Posted by Word Camel on May 05, 2002

In Reply to: Re: Mudroom posted by ESC on May 05, 2002

: : : There seem to be a number of Americans contributing to this forum (I'm English). I wonder if one of you helpful people can tell me if the word "mudroom" is a normal American word, and what it means. It appears in the novel I'm currently reading (Some Things That Stay by Sarah Willis) and as far as I can make out it is a room off the kitchen where you might take your muddy boots off - in which case the nearest word we have might be "utility room". But it's not in any dictionary I've looked in so I wonder how much of a current word it is.

: : : Armorel

: : Yes, it's a common word. I believe it's a modern term. Mudroom means a room where people take off their muddy boots, hang up coats, put school books, etc., on a shelf.

: I couldn't find "mudroom" in my references. It's a middle class/upper middle class type of thing. Poor folks just have to put up with mud being tracked in the house.

I first heard mudroom on the east coast. Out west we usually referred to this area as "the back porch". I'd never heard it before, but now it seems to be every where. I think it might have to do with the late 90's boom in remodeling.

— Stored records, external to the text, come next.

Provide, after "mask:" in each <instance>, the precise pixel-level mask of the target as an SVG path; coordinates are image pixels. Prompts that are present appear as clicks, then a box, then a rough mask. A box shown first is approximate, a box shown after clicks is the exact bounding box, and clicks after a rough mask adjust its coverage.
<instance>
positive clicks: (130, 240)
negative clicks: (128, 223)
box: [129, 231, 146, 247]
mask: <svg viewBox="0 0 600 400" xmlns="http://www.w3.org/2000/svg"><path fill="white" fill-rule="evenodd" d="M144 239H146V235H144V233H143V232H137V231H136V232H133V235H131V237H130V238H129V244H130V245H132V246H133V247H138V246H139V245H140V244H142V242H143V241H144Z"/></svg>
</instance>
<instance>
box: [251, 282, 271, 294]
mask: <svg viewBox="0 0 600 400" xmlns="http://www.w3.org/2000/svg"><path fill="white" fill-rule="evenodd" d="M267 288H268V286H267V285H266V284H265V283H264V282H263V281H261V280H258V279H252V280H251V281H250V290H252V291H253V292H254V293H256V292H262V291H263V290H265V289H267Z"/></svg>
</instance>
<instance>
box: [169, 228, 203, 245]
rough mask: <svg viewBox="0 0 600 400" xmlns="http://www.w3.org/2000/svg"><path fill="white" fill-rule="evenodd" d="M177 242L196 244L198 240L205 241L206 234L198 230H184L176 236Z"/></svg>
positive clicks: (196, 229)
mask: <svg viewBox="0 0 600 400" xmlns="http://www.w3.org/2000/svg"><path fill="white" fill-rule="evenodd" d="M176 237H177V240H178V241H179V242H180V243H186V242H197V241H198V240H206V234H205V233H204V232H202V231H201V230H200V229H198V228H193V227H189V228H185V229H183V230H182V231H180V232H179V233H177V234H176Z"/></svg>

Another term I've come across recently is "greatroom". A "greatroom" - as far as I can work out is a sort of cavernous room just off the foyer with high ceilings with multiple seating areas for different activities that take the place of what might have been separate rooms once upon a time. I think it's supposed to be rather like the great hall of a castle. *cringe* Most examples I have seen are in California.